Throughout his career, Balthus rejected the usual conventions of the art world. He insisted that his paintings should be seen and not read about, and he resisted any attempts made to build a biographical profile. A telegram send to the Tate Gallery as it prepared for its 1968 retrospective of his works read: "NO BIOGRAPHICAL DETAILS. BEGIN: BALTHUS IS A PAINTER OF WHOM NOTHING IS KNOWN. NOW LET US LOOK AT THE PICTURES. REGARDS. B."[1]

Contents

Life and work

Early life

In his formative years his art was sponsored by Rainer Maria Rilke, Maurice Denis, Pierre Bonnard and Henri Matisse. His father, Erich Klossowski, a noted art historian who wrote a monograph on Daumier, and his mother Elisabeth Dorothea Spiro (known as the painter Baladine Klossowska) were part of the cultural elite in Paris. Balthus's older brother, Pierre Klossowski, was a philosopher and writer influenced by theology and the works of the Marquis de Sade. Among the visitors and friends of the Klossowskis were famous writers such as André Gide and Jean Cocteau, who found some inspiration for his novel Les Enfants Terribles (1929) in his visits to the family.

In 1921 Mitsou, a book which included forty drawings by Balthus, was published. It depicted the story of a young boy and his cat, with a preface by Balthus's mentor, Rilke. The theme of the story foreshadowed his life-long fascination with cats, which resurfaced with his self-portrait as The King of Cats (1935). In 1926 he visited Florence, copying frescos by Piero della Francesca, which inspired another early ambitious work by the young painter: the tempera wall paintings of the Protestant church of the Swiss village of Beatenberg (1927).

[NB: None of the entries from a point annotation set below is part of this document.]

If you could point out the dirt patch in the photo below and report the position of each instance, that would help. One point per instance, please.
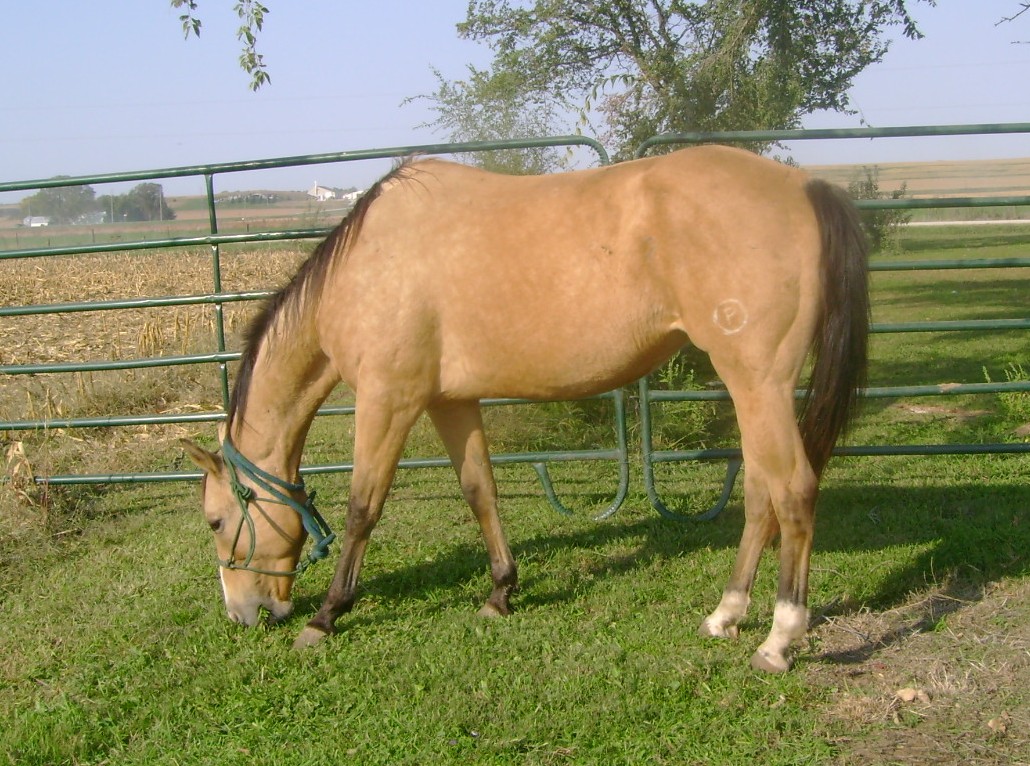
(943, 679)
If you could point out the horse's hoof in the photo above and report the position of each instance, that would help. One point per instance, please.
(769, 663)
(719, 631)
(309, 637)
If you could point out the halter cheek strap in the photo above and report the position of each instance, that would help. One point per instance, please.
(314, 524)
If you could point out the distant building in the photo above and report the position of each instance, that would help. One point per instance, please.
(321, 194)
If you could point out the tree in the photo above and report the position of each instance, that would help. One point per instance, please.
(644, 67)
(494, 107)
(882, 227)
(251, 15)
(144, 202)
(61, 204)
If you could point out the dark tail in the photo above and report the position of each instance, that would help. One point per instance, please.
(842, 340)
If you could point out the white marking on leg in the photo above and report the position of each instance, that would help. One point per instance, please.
(730, 316)
(790, 622)
(722, 622)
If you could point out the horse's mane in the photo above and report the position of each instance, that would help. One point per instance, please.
(286, 306)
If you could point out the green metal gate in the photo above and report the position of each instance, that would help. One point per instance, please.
(217, 299)
(648, 397)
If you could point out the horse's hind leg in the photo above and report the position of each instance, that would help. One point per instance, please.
(780, 493)
(460, 427)
(381, 424)
(759, 528)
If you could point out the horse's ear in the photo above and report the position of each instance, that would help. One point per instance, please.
(207, 461)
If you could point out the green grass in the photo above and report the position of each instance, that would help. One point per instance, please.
(115, 649)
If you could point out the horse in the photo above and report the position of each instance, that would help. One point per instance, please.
(446, 284)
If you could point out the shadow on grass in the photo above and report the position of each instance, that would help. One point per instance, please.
(969, 535)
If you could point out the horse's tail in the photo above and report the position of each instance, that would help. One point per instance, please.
(840, 344)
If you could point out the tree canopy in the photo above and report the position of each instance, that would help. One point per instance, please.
(644, 67)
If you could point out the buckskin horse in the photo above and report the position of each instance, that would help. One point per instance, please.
(446, 284)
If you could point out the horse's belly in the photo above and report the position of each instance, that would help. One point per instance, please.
(540, 368)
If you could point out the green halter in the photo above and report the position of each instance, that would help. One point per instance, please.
(279, 490)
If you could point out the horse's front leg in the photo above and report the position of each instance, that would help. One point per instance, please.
(460, 427)
(380, 428)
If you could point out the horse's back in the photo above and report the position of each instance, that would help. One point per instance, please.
(586, 280)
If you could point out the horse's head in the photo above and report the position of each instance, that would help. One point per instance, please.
(258, 536)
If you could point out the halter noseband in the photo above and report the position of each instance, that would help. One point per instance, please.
(279, 490)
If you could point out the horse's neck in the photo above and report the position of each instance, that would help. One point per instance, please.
(289, 380)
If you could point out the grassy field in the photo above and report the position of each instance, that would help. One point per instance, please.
(115, 649)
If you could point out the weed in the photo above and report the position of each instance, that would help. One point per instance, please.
(1015, 405)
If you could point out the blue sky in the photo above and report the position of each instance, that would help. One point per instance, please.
(98, 88)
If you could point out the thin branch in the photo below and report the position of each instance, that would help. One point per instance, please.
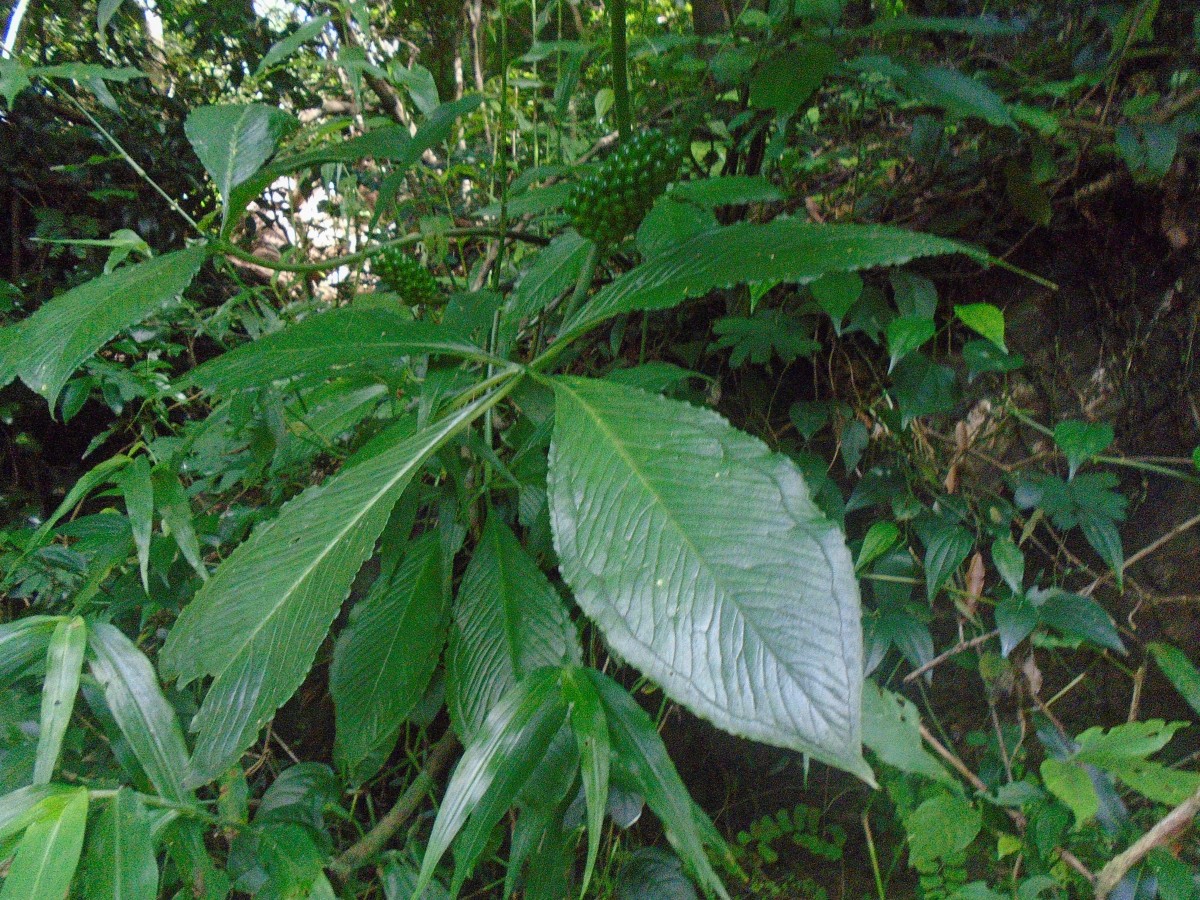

From 1930 to 1932 he lived in Morocco, was drafted into the Moroccan infantry in Kenitra and Fes, worked as a secretary, and sketched his painting La Caserne (1933).

A young artist in Paris

Moving in 1933 into his first Paris studio at the Rue de Furstemberg and later another at the Cour de Rohan, Balthus showed no interest in modernist styles such as Cubism. His paintings often depicted pubescent young girls in erotic and voyeuristic poses. One of the most notorious works from his first exhibition in Paris was The Guitar Lesson (1934), which caused controversy due to its sexually explicit depiction of a girl arched on her back over the lap of her female teacher, whose hands are positioned on the girl as for playing the guitar: one near her exposed crotch, another grasping her hair. Other important works from the same exhibition included La Rue (1933), La Toilette de Cathy (1933) and Alice dans le miroir (1933).[2]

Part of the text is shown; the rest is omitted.